Ogaki K, Koga S, Aoki N, Lin W, Suzuki K, Ross OA, Dickson DW.

X-linked adrenoleukodystrophy (X-ALD) is the most common peroxisomal disorder and is caused by ABCD1 mutations. A cerebello-brainstem dominant form that mainly involves the cerebellum and brainstem is summarized in a review of the literature, with autopsy-confirmed cases exceedingly rare. We report a 69-year-old White man who was diagnosed with this rare disorder and describe neuropathologic, ultrastructural and genetic analyses.
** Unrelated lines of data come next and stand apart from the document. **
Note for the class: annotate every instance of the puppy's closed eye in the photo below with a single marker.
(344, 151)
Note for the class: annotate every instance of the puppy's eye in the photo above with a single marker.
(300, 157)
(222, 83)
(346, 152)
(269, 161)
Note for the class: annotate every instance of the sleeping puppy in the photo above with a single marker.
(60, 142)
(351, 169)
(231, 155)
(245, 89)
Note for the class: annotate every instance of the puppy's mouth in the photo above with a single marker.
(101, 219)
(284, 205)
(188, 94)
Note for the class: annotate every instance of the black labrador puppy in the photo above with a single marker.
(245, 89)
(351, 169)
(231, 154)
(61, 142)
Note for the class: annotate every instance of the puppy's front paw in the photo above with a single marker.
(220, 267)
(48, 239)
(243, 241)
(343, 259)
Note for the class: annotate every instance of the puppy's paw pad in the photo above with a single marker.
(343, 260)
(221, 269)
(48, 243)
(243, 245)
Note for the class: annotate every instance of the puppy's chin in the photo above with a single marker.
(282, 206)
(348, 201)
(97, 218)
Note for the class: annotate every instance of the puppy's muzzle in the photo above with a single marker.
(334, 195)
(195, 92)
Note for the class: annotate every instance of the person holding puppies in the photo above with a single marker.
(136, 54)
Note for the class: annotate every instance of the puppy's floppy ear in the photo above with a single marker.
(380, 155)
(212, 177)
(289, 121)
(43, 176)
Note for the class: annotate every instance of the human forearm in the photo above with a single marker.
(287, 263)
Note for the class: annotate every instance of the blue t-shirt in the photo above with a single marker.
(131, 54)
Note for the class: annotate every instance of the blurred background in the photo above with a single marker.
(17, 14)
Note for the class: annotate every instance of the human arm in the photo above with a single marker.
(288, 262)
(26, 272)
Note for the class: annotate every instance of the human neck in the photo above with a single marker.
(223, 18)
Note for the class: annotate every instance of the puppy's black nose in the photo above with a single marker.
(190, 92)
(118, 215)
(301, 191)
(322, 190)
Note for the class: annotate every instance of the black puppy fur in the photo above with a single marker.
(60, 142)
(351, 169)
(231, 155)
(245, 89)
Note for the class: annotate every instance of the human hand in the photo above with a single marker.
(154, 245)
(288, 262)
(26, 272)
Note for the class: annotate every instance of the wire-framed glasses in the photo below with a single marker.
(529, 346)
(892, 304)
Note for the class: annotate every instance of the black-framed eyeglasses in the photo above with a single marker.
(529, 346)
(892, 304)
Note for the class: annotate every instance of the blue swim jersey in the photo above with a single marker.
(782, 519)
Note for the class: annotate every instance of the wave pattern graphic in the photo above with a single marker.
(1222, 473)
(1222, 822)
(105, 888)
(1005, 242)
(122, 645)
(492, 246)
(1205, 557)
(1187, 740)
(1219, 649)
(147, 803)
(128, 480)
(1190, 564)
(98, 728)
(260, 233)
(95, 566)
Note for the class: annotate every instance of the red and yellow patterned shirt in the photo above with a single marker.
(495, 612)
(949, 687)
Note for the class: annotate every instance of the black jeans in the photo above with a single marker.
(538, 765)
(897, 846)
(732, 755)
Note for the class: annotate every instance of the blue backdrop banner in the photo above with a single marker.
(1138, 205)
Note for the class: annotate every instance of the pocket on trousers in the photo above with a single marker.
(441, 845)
He did not have adrenal insufficiency or a family history of X-ALD or Addison’s disease. His initial symptom was temporary loss of eyesight at age 34 years. His major symptoms were chronic and progressive gait disorder, weakness in his lower extremities and spasticity, as well as autonomic failure and cerebellar ataxia suggesting possible multiple system atrophy (MSA). He also had seizures, hearing loss and sensory disturbances. His brain MRI showed no obvious atrophy or significant white matter pathology in cerebrum, brainstem or cerebellum. He died at age 69 years with a diagnosis of MSA. Microscopic analysis showed mild, patchy myelin rarefaction with perivascular clusters of PAS-positive, CD68-positive macrophages in the white matter most prominent in the cerebellum and occipital lobe, but also affecting the optic tract and internal capsule. Electron microscopy of cerebellar white matter showed cleft-like trilamellar cytoplasmic inclusions in macrophages typical of X-ALD, which prompted genetic analysis that revealed a novel ABCD1 mutation, p.R163G. Given the relatively mild pathological findings and long disease duration, it is likely that the observed pathology was the result of a slow and indolent disease process. We described a patient who had sporadic cerebello-brainstem dominant form of X-ALD with long clinical course, mild pathological findings, and an ABCD1 p.R163G substitution. We also review a total of 34 cases of adult-onset cerebello-brainstem dominant form of X-ALD. Although rare, X-ALD should be considered in the differential diagnosis of MSA.

© 2015 Japanese Society of Neuropathology.